ABSTRACT

Teares exemplifies Spenser’s natural inclination (most fully realized in FQ) to draw together and synthesize a mass of discrete source materials. His clear sympathy with the Pléiade’s requirement that the vernacular poet be steeped in ancient literature is seen in passages that look directly to du Bellay’s verse and prose; Urania’s account of her ‘heavenlie discipline’ indicates his admiration for du Bartas’ Sepmaine and ‘Uranie’ (see Var 8:322-7; Prescott 1978:51-2, 209-10). Whether his knowledge of the Muses derives directly from Macrobius, Giraldi, and others, or, more probably, from Renaissance dictionaries, Teares confirms Spenser’s familiarity with the tradition. Known only to the wise and virtuous, and forever opposed to ignorance, the Muses, who represent encyclopedic knowledge, transmit divine wisdom (in particular the conception of cosmic harmony) to the souls of mankind.
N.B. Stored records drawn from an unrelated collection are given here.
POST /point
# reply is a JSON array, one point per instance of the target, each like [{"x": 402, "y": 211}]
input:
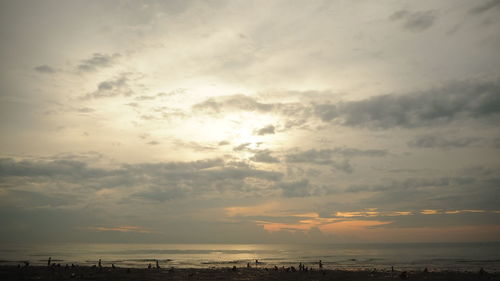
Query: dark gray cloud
[
  {"x": 458, "y": 100},
  {"x": 467, "y": 191},
  {"x": 415, "y": 21},
  {"x": 178, "y": 179},
  {"x": 435, "y": 141},
  {"x": 269, "y": 129},
  {"x": 485, "y": 6},
  {"x": 97, "y": 61},
  {"x": 45, "y": 69},
  {"x": 264, "y": 156}
]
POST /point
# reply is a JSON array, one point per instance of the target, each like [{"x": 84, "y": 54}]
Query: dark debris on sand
[{"x": 40, "y": 273}]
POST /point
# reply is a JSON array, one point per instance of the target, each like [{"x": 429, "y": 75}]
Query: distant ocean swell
[{"x": 452, "y": 256}]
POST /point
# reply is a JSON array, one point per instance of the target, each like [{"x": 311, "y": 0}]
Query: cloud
[
  {"x": 295, "y": 188},
  {"x": 484, "y": 7},
  {"x": 434, "y": 141},
  {"x": 325, "y": 157},
  {"x": 415, "y": 21},
  {"x": 123, "y": 228},
  {"x": 45, "y": 69},
  {"x": 150, "y": 181},
  {"x": 264, "y": 156},
  {"x": 454, "y": 101},
  {"x": 232, "y": 103},
  {"x": 269, "y": 129},
  {"x": 112, "y": 87},
  {"x": 97, "y": 61},
  {"x": 242, "y": 146}
]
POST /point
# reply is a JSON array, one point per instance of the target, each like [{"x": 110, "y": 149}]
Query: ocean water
[{"x": 414, "y": 256}]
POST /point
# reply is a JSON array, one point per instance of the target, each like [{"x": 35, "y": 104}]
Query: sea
[{"x": 401, "y": 256}]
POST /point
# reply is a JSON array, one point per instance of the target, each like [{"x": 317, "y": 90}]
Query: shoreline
[{"x": 226, "y": 273}]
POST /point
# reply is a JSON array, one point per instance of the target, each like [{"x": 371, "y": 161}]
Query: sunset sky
[{"x": 250, "y": 121}]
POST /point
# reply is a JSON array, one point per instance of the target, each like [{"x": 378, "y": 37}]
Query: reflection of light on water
[{"x": 403, "y": 256}]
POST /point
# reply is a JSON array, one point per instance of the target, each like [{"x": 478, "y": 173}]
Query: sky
[{"x": 250, "y": 121}]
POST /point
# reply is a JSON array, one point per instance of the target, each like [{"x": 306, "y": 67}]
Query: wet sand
[{"x": 133, "y": 274}]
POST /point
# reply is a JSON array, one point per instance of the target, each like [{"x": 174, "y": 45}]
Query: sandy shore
[{"x": 97, "y": 274}]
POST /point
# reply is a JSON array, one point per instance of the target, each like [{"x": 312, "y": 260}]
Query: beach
[{"x": 94, "y": 273}]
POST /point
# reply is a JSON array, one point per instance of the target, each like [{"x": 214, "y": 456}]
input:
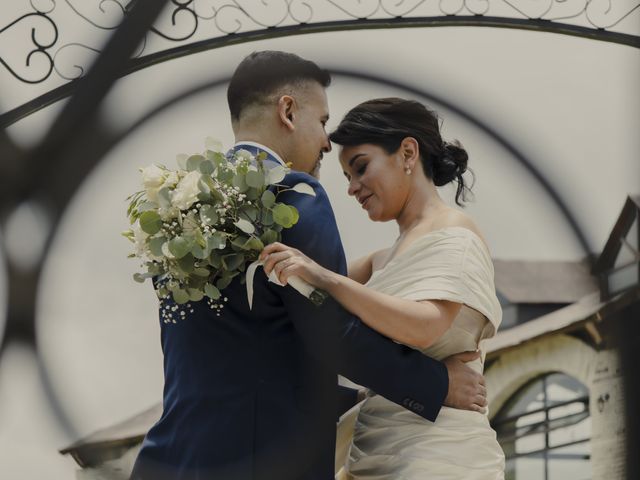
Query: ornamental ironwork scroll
[{"x": 197, "y": 20}]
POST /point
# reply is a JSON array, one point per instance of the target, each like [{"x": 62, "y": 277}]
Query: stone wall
[{"x": 599, "y": 371}]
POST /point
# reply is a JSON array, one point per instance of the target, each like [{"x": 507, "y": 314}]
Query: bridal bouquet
[{"x": 198, "y": 227}]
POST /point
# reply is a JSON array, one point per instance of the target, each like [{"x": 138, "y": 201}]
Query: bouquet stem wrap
[{"x": 316, "y": 296}]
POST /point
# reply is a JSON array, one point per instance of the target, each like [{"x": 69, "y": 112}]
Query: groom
[{"x": 253, "y": 394}]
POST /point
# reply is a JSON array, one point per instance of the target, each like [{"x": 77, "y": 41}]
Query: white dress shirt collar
[{"x": 261, "y": 147}]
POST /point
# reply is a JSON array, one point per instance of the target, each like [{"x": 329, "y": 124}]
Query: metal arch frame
[
  {"x": 353, "y": 21},
  {"x": 78, "y": 124},
  {"x": 112, "y": 140}
]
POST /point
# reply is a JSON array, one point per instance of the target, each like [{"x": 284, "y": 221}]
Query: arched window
[{"x": 544, "y": 430}]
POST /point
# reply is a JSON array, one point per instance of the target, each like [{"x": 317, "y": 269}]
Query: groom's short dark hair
[{"x": 261, "y": 74}]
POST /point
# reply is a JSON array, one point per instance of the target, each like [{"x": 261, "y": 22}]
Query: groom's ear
[{"x": 286, "y": 111}]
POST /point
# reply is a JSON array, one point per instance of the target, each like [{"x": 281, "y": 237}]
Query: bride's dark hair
[{"x": 385, "y": 122}]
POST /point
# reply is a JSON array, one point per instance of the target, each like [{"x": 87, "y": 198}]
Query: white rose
[
  {"x": 139, "y": 238},
  {"x": 186, "y": 193},
  {"x": 171, "y": 180}
]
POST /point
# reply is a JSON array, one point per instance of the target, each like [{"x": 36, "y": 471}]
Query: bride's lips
[{"x": 363, "y": 200}]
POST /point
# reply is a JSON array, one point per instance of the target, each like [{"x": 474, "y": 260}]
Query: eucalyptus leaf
[
  {"x": 207, "y": 167},
  {"x": 254, "y": 243},
  {"x": 282, "y": 215},
  {"x": 267, "y": 218},
  {"x": 245, "y": 226},
  {"x": 199, "y": 252},
  {"x": 215, "y": 260},
  {"x": 201, "y": 272},
  {"x": 239, "y": 242},
  {"x": 195, "y": 295},
  {"x": 304, "y": 188},
  {"x": 139, "y": 277},
  {"x": 223, "y": 282},
  {"x": 253, "y": 193},
  {"x": 295, "y": 214},
  {"x": 255, "y": 179},
  {"x": 186, "y": 263},
  {"x": 269, "y": 236},
  {"x": 193, "y": 162},
  {"x": 276, "y": 174},
  {"x": 182, "y": 161},
  {"x": 203, "y": 185},
  {"x": 268, "y": 199},
  {"x": 164, "y": 197},
  {"x": 225, "y": 175},
  {"x": 155, "y": 245},
  {"x": 179, "y": 246},
  {"x": 217, "y": 241},
  {"x": 150, "y": 222},
  {"x": 180, "y": 296},
  {"x": 233, "y": 261},
  {"x": 147, "y": 206},
  {"x": 248, "y": 212},
  {"x": 208, "y": 215},
  {"x": 216, "y": 157},
  {"x": 212, "y": 292},
  {"x": 239, "y": 180}
]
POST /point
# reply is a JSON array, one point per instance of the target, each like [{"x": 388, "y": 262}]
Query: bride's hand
[{"x": 287, "y": 262}]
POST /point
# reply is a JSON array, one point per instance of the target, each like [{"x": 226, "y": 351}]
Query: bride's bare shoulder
[
  {"x": 455, "y": 218},
  {"x": 361, "y": 269}
]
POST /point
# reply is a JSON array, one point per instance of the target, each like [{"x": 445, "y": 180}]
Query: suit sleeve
[{"x": 334, "y": 336}]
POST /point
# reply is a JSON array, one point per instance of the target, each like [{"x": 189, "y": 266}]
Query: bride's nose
[{"x": 354, "y": 187}]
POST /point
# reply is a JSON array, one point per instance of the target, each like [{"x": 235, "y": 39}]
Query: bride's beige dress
[{"x": 392, "y": 443}]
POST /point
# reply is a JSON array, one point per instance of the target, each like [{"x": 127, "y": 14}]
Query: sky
[{"x": 569, "y": 104}]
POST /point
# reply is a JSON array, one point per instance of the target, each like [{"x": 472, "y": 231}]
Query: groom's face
[{"x": 310, "y": 140}]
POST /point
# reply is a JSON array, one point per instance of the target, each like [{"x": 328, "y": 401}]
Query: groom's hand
[{"x": 467, "y": 389}]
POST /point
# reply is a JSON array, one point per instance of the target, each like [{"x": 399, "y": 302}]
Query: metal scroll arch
[
  {"x": 111, "y": 141},
  {"x": 78, "y": 118},
  {"x": 240, "y": 21}
]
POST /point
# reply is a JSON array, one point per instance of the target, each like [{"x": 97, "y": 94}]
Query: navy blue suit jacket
[{"x": 253, "y": 394}]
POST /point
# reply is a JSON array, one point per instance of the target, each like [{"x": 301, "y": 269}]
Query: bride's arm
[
  {"x": 360, "y": 270},
  {"x": 416, "y": 323}
]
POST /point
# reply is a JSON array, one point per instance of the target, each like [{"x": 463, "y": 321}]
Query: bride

In the context of Spenser’s evolutionary historical vision, Teares records some dissatisfaction with the tradition of the Muses: culturally fixed and permanent, and in paradoxical consequence not altogether adequate for the poet who must transform and revise ancient myth, these learned ladies may have been considered by Spenser, even thus early, as elemental parts of the complex unity of that ‘greater Muse’ invoked in FQ VII vii 1. A scriptural undersong echoes also in Teares, notably in the complaints of Melpomene, Euterpe, and Urania, which recall the New Testament on the deceitful power of sin. Renaissance, medieval, and scriptural elements, finally, are contained within a numerical structure in which nine, traditionally associated with the soul, and with the heavens and angelic virtue (see Fowler 1964:55, 274, 280), is the ruling number, hinting at permanent rhythms within the flux of time and change.